Observant passers ask ‘why this wall of bricks, when all the rest is of
Medford granite?’
To answer this query, and to preserve a record of this
Medford antiquity ere it is forgotten (or removed), the Register presents as its frontispiece; ‘The Old Slave Wall,’ with this sketch thereof.
Samuel Brooks (grandson of that Thomas Brooks of
Concord who purchased land of Edward Collins) is said to have lived nearly opposite the
Peter C. Brooks house; which locates his home at the site of this wall.
His son Samuel, born 1700, inherited the estate, and the dwelling is mentioned as intact in 1855.
It was demolished in 1860 and the materials removed.
Some of its doors have been in daily use ever since in a house soon afterward built, and are good for many years more of service.
This old house, probably erected by the first Samuel, was inherited by Thomas Brooks, the village squire and noted ‘marrying justice.’
The second Samuel had slaves, as shown by his will, and
Thomas had one negro man named Pomp, who seems to have been his master's general utility man, according to our historian's mention of him. When the house was built, it was faced southward according to the
[p. 58] custom of the time, and three black walnut trees planted before it. It was doubtless at its erection the finest house in this quarter, and a curved driveway extended from the street, past the end of the house, and joined the street again.

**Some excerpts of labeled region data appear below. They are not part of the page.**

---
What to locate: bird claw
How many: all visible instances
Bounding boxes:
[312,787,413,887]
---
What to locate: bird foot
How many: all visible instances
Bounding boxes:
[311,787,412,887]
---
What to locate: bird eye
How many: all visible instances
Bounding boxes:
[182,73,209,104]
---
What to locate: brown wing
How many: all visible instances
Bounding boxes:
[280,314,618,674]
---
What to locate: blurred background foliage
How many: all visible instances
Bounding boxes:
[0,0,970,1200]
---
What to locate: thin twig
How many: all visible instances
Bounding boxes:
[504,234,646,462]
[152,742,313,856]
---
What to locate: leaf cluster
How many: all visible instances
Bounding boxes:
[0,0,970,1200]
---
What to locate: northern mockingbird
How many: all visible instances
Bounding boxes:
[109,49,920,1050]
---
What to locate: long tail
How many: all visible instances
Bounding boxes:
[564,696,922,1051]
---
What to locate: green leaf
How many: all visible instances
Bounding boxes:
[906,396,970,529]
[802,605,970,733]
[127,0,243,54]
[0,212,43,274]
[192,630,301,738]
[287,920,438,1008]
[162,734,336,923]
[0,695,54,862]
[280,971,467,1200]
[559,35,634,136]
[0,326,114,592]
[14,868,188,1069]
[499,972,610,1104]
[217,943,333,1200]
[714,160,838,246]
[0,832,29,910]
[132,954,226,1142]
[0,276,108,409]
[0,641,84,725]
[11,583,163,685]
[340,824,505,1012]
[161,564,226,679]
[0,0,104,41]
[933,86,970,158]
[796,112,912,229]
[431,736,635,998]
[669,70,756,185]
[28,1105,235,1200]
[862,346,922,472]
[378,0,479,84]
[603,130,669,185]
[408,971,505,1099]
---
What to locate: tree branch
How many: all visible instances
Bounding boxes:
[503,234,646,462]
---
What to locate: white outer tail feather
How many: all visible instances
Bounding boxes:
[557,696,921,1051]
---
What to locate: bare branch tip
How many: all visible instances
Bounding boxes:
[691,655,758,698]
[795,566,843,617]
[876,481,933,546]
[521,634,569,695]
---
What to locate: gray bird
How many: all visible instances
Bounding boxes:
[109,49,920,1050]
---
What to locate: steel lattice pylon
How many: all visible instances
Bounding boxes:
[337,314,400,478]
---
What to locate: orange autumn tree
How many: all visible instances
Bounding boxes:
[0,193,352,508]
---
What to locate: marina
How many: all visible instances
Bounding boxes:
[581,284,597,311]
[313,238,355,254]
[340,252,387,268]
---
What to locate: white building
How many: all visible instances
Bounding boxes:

Beside the street and between the ends of the drive was this brick wall constructed, and bordered with a row of lilacs.
Tradition has it that Pomp made the bricks, as well as built the wall, and it is doubtless true.

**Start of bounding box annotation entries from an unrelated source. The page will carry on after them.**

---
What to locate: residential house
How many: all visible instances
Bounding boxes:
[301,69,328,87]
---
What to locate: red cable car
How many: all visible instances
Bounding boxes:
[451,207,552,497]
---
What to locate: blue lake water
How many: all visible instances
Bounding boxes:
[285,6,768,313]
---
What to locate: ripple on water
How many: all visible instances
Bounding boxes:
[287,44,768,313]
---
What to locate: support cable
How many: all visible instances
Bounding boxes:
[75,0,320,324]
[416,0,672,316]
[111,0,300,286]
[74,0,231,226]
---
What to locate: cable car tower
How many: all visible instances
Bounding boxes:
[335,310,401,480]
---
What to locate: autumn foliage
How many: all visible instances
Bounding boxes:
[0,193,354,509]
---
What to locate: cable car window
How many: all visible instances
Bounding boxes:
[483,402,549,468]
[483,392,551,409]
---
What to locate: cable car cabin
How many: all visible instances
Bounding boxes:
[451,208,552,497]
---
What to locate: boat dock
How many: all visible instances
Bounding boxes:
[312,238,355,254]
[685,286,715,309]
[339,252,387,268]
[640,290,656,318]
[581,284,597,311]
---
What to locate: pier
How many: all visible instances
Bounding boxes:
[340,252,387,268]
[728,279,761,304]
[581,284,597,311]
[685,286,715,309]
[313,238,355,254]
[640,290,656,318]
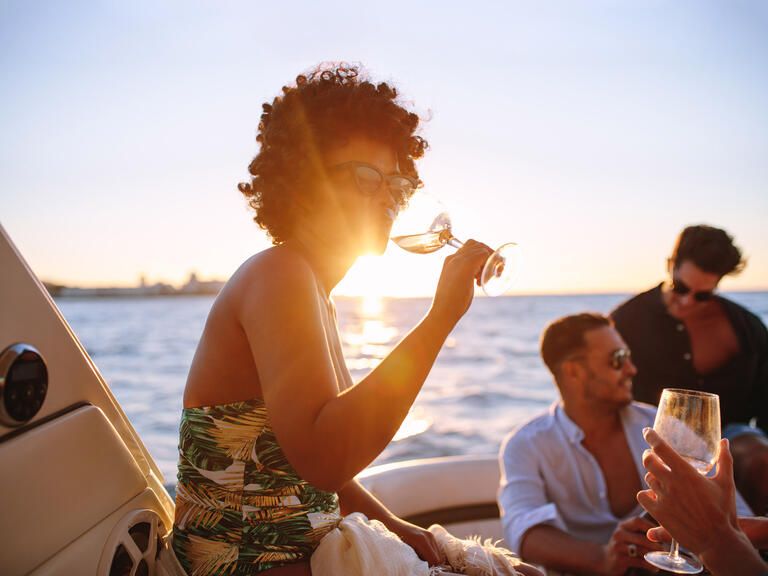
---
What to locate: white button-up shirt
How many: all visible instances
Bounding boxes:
[499,402,751,554]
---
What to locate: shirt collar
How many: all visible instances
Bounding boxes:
[550,400,642,444]
[551,401,584,444]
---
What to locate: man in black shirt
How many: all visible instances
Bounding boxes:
[612,225,768,515]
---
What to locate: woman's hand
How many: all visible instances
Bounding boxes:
[430,240,493,328]
[599,516,662,576]
[637,429,738,554]
[383,516,445,566]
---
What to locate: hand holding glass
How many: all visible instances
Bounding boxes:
[645,388,720,574]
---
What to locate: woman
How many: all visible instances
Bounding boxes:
[173,67,524,575]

Some fifty years ago there was a story current that the bricks were brought from
England—incorrect however.
Mr. Edward Brooks in 1875 told the present writer that the bricks were made from clay dug on the estate, and was much amused at such a story finding credence.
This house of Samuel,
Thomas, and lastly of
Gorham Brooks, is shown in the history of
Medford (
Brooks', '55) with the great black walnut trees before it, and also the brick wall, granite post and lilac bushes.
In this picture the house is shown with a massive chimney.
A wide and latticed veranda extended around two sides, while along the edge of the lawn was a fence of two rails with a chain suspended from the post tops.
In the distance the cars with the big stacked engine are seen on the railroad; these latter were a comparative novelty then.
Today but one of the trees remains—‘one, but a lion,’ a magnificent and rare specimen of its kind.
The writer can remember when there were two.
It has been feared that this last might succumb, and the ground beneath and around it has been enriched.
Five generations have lived and passed away since Pomp made the bricks and built the wall.
The next estate is now in new ownership and new residents are coming to the ancestral acres and into the new houses being built thereon.
The faithful, honest work of the humble black man stands; a monument of his industry, a memorial of him.
It is an example of the permanency of the useful, and one of the few remaining vestiges of slavery in
Medford.
[p. 59] A few years ago the lilacs that had overgrown the wall were removed from the street, revealing the entire wall which is supposed to have been built about a century and a half ago.